Have you ever wondered what happens to ice when dropped down a deep hole? In what may come as a sweet surprise for sci-fi lovers, scientists have discovered it makes sounds similar to laser guns.
The incident came to the fore when researchers were drilling a 450 foot hole in Antarctica to study Earth’s prehistoric climate. The researchers decided to throw a nine-inch piece of ice in a 450-foot deep hole.
The video of the experiment was uploaded on Twitter by geochemist John Higgins. Higgins, an associate professor of geosciences at Princeton University, captioned it, “What does a 9 inch ice core sound like when dropped down a 450 foot hole?”
What does a 9 inch ice core sound like when dropped down a 450 foot hole? Like this! Credit to @peter_neff for the idea and @Scripps_Polar, @sciencejenna, @GeosciencesPU, @US_IceDrilling, and @paleosurface for the execution! pic.twitter.com/pW7LxKdbUB— John Andrew Higgins (@blueicehiggins) February 7, 2020
Within hours of sharing 13-second-long clip, the video went viral, garnering over 3 million views and 20,000 likes. Higgins has credited Dr Peter Neff, a post-doctoral researcher at the University of Washington, for the idea.
Neff also shared a video online and revealed the secret behind the ice belting out sounds. He explains that the sound produce by the ice is a result of two factors.

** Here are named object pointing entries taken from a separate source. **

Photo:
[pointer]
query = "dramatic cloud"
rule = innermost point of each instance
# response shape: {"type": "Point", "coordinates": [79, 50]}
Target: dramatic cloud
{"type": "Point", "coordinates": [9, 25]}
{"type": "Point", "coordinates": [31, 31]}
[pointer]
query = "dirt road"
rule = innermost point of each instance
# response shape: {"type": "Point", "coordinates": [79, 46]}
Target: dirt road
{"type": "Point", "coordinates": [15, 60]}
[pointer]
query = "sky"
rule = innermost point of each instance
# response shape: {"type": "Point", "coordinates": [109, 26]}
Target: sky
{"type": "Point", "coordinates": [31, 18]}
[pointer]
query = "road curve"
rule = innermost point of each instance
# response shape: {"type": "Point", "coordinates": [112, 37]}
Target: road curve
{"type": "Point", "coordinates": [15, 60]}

“The first thing you hear as the ice is falling is the pitch of the sound changing. That's the Doppler effect,” Neff explained in the video.

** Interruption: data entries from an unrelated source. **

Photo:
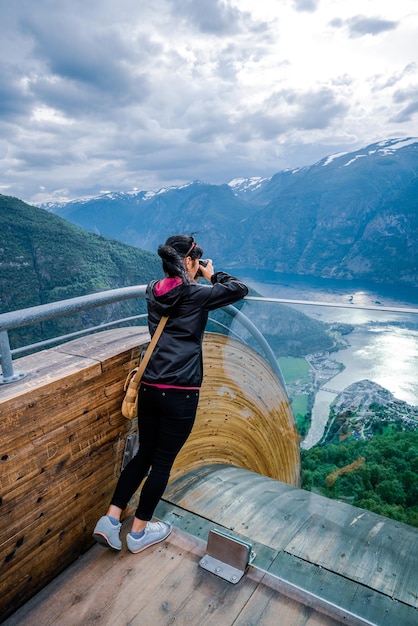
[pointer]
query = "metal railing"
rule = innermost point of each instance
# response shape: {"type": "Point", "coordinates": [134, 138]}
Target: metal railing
{"type": "Point", "coordinates": [41, 313]}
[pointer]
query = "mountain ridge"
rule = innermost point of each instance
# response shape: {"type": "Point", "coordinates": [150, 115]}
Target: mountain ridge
{"type": "Point", "coordinates": [348, 216]}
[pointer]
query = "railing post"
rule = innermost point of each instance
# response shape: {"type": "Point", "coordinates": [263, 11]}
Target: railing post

Antarctic science + wholesome fun.— Peter Neff (@peter_neff) December 13, 2019
At @UW I study past climate from ancient air bubbles trapped in glacial ice.
I also dropped ice down a borehole that one time.
Read more: https://t.co/LPcFuJUVzN
[🎥 @uwnews @KiyomiTaguchi]@UWEnvironment @UW_ESS pic.twitter.com/YFYmqzp9Li
He said when the ice hits the bottom the sound waves start to bounce off the sides of the hole. “That’s why you hear the plink! With sort of a heartbeat sound afterwards,” he added.